@@ -40,9 +40,9 @@ logger = logging.getLogger(__name__)
REDIS_TTL = int(timedelta(days=7).total_seconds())
ALERT_RULE_BASE_KEY = "{alert_rule:%s:project:%s}"
-ALERT_RULE_STAT_KEYS = ("last_update", "resolve_triggered")
+ALERT_RULE_STAT_KEYS = ("last_update",)
-ALERT_RULE_TRIGGER_STAT_KEYS = ("alert_triggered",)
+ALERT_RULE_TRIGGER_STAT_KEYS = ("alert_triggered", "resolve_triggered")
class SubscriptionProcessor(object):
@@ -72,10 +72,10 @@ class SubscriptionProcessor(object):
- self.rule_resolve_counts,
+ self.trigger_resolve_counts,
) = get_alert_rule_stats(self.alert_rule, self.subscription, self.triggers)
self.orig_trigger_alert_counts = deepcopy(self.trigger_alert_counts)
- self.orig_rule_resolve_counts = self.rule_resolve_counts
+ self.orig_trigger_resolve_counts = deepcopy(self.trigger_resolve_counts)
def active_incident(self):
@@ -113,15 +113,20 @@ class SubscriptionProcessor(object):
incident_trigger = self.incident_triggers.get(trigger.id)
return incident_trigger is not None and incident_trigger.status == status.value
- def calculate_resolve_threshold(self):
+ def calculate_resolve_threshold(self, trigger):
- Determine the resolve threshold for an alert rule. First checks whether an
- explicit resolve threshold has been set on the rule. If not, calculates a
- threshold based on the `alert_threshold` on the triggers associated with the
- rule.
+ Determine the resolve threshold for a trigger. First checks whether an
+ explicit resolve threshold has been set on the rule, and whether this trigger is
+ the lowest severity on the rule. If not, calculates a threshold based on the
+ `alert_threshold` on the trigger.
- if self.alert_rule.resolve_threshold is not None:
+ if self.alert_rule.resolve_threshold is not None and (
+ # If we have one trigger, then it's the lowest severity. Otherwise, check if
+ # it's the warning trigger
+ len(self.triggers) == 1
+ or trigger.label == WARNING_TRIGGER_LABEL
+ ):
return self.alert_rule.resolve_threshold
# Since we only support gt/lt thresholds we have an off-by-one with auto
@@ -133,13 +138,11 @@ class SubscriptionProcessor(object):
# TODO: We should probably support gte/lte at some point so that we can avoid
# these hacks.
if self.alert_rule.threshold_type == AlertRuleThresholdType.ABOVE.value:
- func = min
resolve_add = 0.000001
- func = max
resolve_add = -0.000001
- return func(trigger.alert_threshold for trigger in self.triggers) + resolve_add
+ return trigger.alert_threshold + resolve_add
def process_update(self, subscription_update):
dataset = self.subscription.snuba_query.dataset
@@ -210,33 +213,17 @@ class SubscriptionProcessor(object):
self.trigger_alert_counts[trigger.id] = 0
- if (
- resolve_operator(aggregation_value, self.calculate_resolve_threshold())

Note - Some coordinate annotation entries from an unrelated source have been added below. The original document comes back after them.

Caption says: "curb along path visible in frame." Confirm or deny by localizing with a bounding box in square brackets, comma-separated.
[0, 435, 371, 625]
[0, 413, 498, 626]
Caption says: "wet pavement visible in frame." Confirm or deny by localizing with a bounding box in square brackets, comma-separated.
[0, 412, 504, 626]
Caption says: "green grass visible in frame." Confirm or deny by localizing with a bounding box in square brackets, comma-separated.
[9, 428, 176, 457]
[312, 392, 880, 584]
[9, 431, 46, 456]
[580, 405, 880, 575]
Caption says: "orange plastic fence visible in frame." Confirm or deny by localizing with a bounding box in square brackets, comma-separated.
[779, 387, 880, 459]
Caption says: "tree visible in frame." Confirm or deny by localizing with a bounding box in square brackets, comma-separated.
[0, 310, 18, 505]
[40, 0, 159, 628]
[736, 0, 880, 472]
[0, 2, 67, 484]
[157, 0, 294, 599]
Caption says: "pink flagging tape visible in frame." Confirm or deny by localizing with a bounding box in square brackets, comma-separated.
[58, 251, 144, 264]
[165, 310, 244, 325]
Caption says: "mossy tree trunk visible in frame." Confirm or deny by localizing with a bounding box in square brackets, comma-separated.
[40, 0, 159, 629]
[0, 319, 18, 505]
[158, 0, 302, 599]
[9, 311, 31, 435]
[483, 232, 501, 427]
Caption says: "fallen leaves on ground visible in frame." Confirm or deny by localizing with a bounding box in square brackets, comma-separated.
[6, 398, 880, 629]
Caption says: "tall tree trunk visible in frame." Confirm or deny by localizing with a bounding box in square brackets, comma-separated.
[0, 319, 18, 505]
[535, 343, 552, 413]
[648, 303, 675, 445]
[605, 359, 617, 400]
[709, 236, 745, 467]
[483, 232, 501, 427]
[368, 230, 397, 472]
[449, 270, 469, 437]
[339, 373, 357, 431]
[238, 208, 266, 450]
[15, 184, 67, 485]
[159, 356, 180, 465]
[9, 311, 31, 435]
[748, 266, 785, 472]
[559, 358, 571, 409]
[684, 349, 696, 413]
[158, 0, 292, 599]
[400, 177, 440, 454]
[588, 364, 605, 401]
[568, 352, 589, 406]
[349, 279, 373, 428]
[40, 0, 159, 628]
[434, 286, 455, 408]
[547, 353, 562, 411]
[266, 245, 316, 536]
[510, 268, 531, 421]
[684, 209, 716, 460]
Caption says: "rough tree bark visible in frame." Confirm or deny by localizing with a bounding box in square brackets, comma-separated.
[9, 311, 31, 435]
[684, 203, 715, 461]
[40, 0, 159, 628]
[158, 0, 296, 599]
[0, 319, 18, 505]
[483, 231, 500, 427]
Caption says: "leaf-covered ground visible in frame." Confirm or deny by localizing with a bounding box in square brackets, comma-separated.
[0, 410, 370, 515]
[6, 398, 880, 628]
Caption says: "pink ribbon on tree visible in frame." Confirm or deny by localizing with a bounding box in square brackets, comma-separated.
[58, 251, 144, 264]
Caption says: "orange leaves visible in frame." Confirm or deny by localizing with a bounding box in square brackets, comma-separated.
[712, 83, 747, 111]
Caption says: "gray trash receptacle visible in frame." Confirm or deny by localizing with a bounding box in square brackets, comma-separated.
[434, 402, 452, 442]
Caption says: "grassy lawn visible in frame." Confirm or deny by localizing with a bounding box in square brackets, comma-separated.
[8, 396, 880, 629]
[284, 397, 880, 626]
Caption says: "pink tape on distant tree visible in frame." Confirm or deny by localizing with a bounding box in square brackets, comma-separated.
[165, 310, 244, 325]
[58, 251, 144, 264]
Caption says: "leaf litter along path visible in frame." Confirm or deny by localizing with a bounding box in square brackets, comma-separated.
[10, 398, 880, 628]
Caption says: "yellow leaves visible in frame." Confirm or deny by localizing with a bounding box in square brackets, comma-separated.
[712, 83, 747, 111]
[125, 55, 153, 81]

- and self.active_incident
- ):
- self.rule_resolve_counts += 1
- if self.rule_resolve_counts >= self.alert_rule.threshold_period:
- # TODO: Make sure we iterate over critical then warning in order.
+ if (
+ resolve_operator(aggregation_value, self.calculate_resolve_threshold(trigger))

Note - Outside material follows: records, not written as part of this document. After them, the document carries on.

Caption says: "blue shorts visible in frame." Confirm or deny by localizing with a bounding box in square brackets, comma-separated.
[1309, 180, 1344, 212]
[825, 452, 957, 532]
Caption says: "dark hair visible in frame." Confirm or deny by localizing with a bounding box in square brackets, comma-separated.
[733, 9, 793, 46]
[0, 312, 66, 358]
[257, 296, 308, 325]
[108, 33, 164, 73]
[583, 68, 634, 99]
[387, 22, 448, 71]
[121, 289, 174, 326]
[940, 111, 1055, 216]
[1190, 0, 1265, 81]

+ and self.active_incident
+ and self.check_trigger_status(trigger, TriggerStatus.ACTIVE)
+ ):
metrics.incr("incidents.alert_rules.threshold", tags={"type": "resolve"})
- for trigger in self.triggers:
- if self.check_trigger_status(trigger, TriggerStatus.ACTIVE):
- incident_trigger = self.trigger_resolve_threshold(
- trigger, aggregation_value
- )
- if incident_trigger is not None:
- fired_incident_triggers.append(incident_trigger)
- update_incident_status(
- self.active_incident,
- IncidentStatus.CLOSED,
- status_method=IncidentStatusMethod.RULE_TRIGGERED,
- date_closed=self.calculate_event_date_from_update_date(self.last_update),
- )
- self.active_incident = None
- self.incident_triggers.clear()
- self.rule_resolve_counts = 0
- else:
- self.rule_resolve_counts = 0
+ incident_trigger = self.trigger_resolve_threshold(trigger, aggregation_value)

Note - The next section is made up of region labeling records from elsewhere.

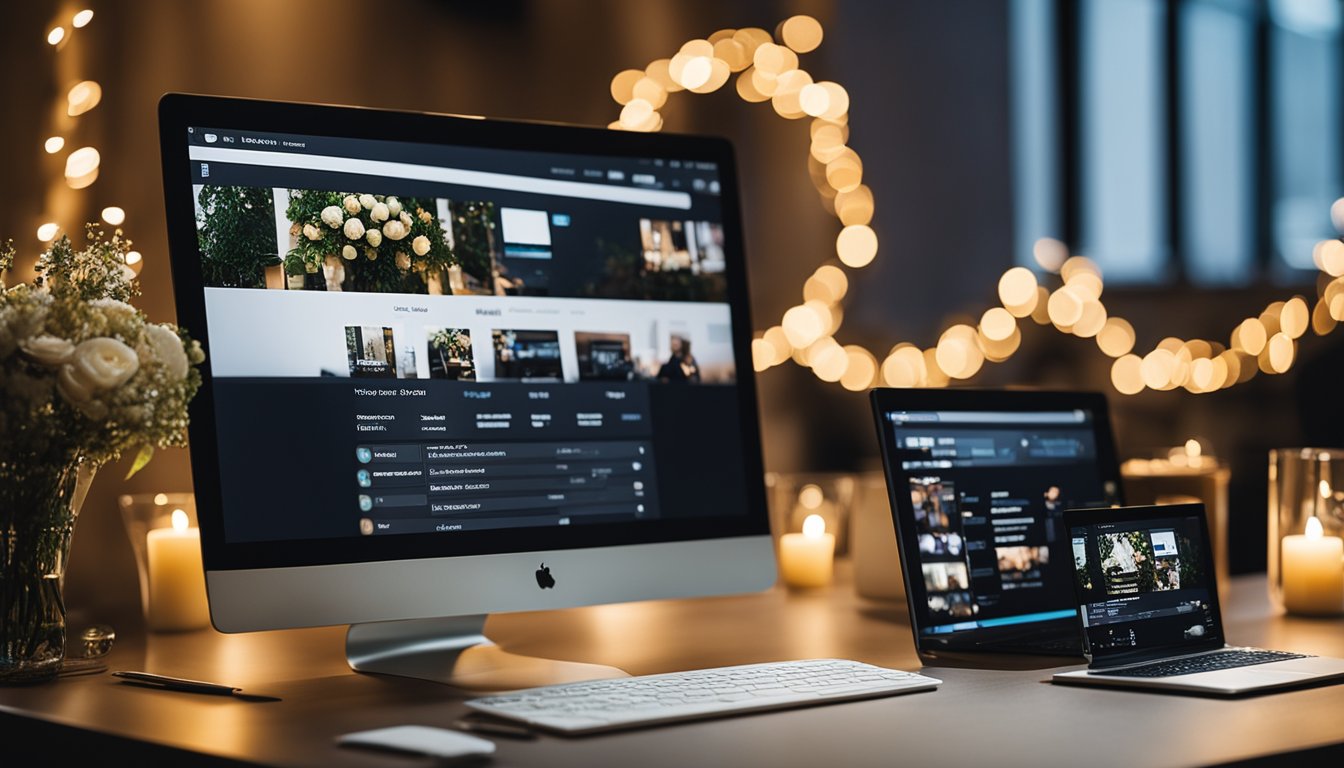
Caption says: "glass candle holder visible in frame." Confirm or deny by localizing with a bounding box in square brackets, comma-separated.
[117, 494, 210, 631]
[1120, 444, 1232, 594]
[1269, 448, 1344, 616]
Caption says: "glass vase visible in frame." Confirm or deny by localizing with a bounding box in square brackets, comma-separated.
[0, 461, 93, 685]
[1269, 448, 1344, 616]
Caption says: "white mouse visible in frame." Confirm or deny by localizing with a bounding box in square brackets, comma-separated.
[336, 725, 495, 761]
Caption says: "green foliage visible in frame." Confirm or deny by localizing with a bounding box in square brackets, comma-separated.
[429, 328, 472, 359]
[196, 186, 280, 288]
[453, 200, 499, 285]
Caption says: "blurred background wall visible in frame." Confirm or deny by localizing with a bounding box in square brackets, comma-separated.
[0, 0, 1344, 613]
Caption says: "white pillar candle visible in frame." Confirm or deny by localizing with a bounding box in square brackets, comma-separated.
[145, 510, 210, 629]
[780, 515, 836, 588]
[1282, 516, 1344, 616]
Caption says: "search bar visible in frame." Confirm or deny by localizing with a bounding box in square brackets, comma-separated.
[188, 145, 691, 211]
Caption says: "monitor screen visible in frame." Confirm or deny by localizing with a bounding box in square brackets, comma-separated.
[884, 408, 1118, 635]
[1068, 507, 1222, 660]
[164, 102, 767, 569]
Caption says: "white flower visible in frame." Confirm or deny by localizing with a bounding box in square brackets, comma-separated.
[344, 219, 364, 239]
[145, 323, 190, 381]
[19, 334, 75, 369]
[383, 219, 410, 239]
[70, 336, 139, 390]
[323, 206, 345, 230]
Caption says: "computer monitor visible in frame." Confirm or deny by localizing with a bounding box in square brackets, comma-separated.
[159, 94, 774, 679]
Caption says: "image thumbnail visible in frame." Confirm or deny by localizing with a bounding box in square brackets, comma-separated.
[427, 328, 476, 381]
[574, 331, 634, 381]
[659, 334, 700, 383]
[921, 561, 970, 592]
[345, 325, 396, 379]
[491, 330, 563, 379]
[640, 219, 724, 274]
[929, 592, 980, 620]
[995, 546, 1050, 581]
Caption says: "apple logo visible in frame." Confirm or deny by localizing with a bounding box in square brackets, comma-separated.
[536, 562, 555, 589]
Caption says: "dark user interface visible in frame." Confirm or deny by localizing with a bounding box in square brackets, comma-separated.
[888, 410, 1117, 635]
[188, 128, 750, 542]
[1071, 516, 1219, 656]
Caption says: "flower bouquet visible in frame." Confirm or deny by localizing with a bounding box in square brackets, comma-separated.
[0, 226, 204, 682]
[286, 190, 457, 293]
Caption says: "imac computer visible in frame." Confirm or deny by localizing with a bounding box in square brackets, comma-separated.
[159, 94, 775, 687]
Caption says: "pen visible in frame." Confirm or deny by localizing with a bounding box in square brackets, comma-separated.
[112, 671, 243, 695]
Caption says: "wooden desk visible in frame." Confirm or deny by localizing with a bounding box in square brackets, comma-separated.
[0, 564, 1344, 768]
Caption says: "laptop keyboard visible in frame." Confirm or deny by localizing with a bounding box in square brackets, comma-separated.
[1091, 650, 1308, 678]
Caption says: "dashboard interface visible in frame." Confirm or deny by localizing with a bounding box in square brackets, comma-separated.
[886, 410, 1118, 635]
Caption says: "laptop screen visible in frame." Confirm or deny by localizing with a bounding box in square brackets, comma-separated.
[880, 406, 1118, 636]
[1068, 504, 1223, 663]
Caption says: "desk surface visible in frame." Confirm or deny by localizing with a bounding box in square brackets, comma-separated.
[0, 564, 1344, 768]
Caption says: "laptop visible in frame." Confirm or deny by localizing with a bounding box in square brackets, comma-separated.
[1052, 504, 1344, 695]
[872, 389, 1121, 658]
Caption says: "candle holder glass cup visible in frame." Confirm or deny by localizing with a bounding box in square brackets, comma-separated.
[1267, 448, 1344, 616]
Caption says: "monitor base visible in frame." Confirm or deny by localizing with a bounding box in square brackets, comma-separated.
[345, 616, 629, 691]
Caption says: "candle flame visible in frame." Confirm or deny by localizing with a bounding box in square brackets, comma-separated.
[802, 515, 827, 538]
[1300, 516, 1325, 539]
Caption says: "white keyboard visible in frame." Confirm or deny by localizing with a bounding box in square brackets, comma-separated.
[466, 659, 942, 733]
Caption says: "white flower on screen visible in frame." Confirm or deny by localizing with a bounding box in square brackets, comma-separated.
[145, 323, 190, 382]
[383, 219, 410, 239]
[19, 334, 75, 369]
[344, 219, 364, 239]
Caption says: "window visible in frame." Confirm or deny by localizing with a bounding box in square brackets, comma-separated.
[1011, 0, 1344, 286]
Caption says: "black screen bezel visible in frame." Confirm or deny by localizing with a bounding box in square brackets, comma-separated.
[1066, 504, 1227, 667]
[159, 93, 770, 570]
[871, 387, 1124, 651]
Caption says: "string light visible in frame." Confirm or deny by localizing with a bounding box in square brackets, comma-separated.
[609, 16, 1344, 394]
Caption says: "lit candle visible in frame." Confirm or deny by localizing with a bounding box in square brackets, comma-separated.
[146, 510, 210, 629]
[1284, 516, 1344, 616]
[780, 515, 836, 588]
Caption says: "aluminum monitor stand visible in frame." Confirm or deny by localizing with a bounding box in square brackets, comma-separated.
[345, 615, 629, 691]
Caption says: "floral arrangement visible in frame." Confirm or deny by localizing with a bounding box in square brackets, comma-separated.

+ if incident_trigger is not None:
+ fired_incident_triggers.append(incident_trigger)
+ else:
+ self.trigger_resolve_counts[trigger.id] = 0
if fired_incident_triggers:
self.handle_trigger_actions(fired_incident_triggers, aggregation_value)
@@ -316,17 +303,45 @@ class SubscriptionProcessor(object):
self.trigger_alert_counts[trigger.id] = 0
return incident_trigger
+ def check_triggers_resolved(self):
+ """
+ Determines whether all triggers associated with the active incident are
+ resolved. A trigger is considered resolved if it is in the
+ `TriggerStatus.Resolved` state.
+ :return:
+ """
+ for incident_trigger in self.incident_triggers.values():
+ if incident_trigger.status != TriggerStatus.RESOLVED.value:
+ return False
+ return True
def trigger_resolve_threshold(self, trigger, metric_value):
- Called when a subscription update exceeds the value defined in
- `alert_rule.resolve_threshold` and the trigger is currently ACTIVE.
+ Called when a subscription update exceeds the trigger resolve threshold and the
+ trigger is currently ACTIVE.
- metrics.incr("incidents.alert_rules.trigger", tags={"type": "resolve"})
- incident_trigger = self.incident_triggers[trigger.id]
- incident_trigger.status = TriggerStatus.RESOLVED.value
- incident_trigger.save()
- return incident_trigger
+ self.trigger_resolve_counts[trigger.id] += 1
+ if self.trigger_resolve_counts[trigger.id] >= self.alert_rule.threshold_period:
+ metrics.incr("incidents.alert_rules.trigger", tags={"type": "resolve"})
+ incident_trigger = self.incident_triggers[trigger.id]
+ incident_trigger.status = TriggerStatus.RESOLVED.value
+ incident_trigger.save()
+ self.trigger_resolve_counts[trigger.id] = 0
+ if self.check_triggers_resolved():
+ update_incident_status(
+ self.active_incident,
+ IncidentStatus.CLOSED,
+ status_method=IncidentStatusMethod.RULE_TRIGGERED,
+ date_closed=self.calculate_event_date_from_update_date(self.last_update),
+ )
+ self.active_incident = None
+ self.incident_triggers.clear()
+ else:
+ self.handle_incident_severity_update()
+ return incident_trigger
def handle_trigger_actions(self, incident_triggers, metric_value):
# These will all be for the same incident and status, so just grab the first one
@@ -382,16 +397,18 @@ class SubscriptionProcessor(object):
for trigger_id, alert_count in self.trigger_alert_counts.items()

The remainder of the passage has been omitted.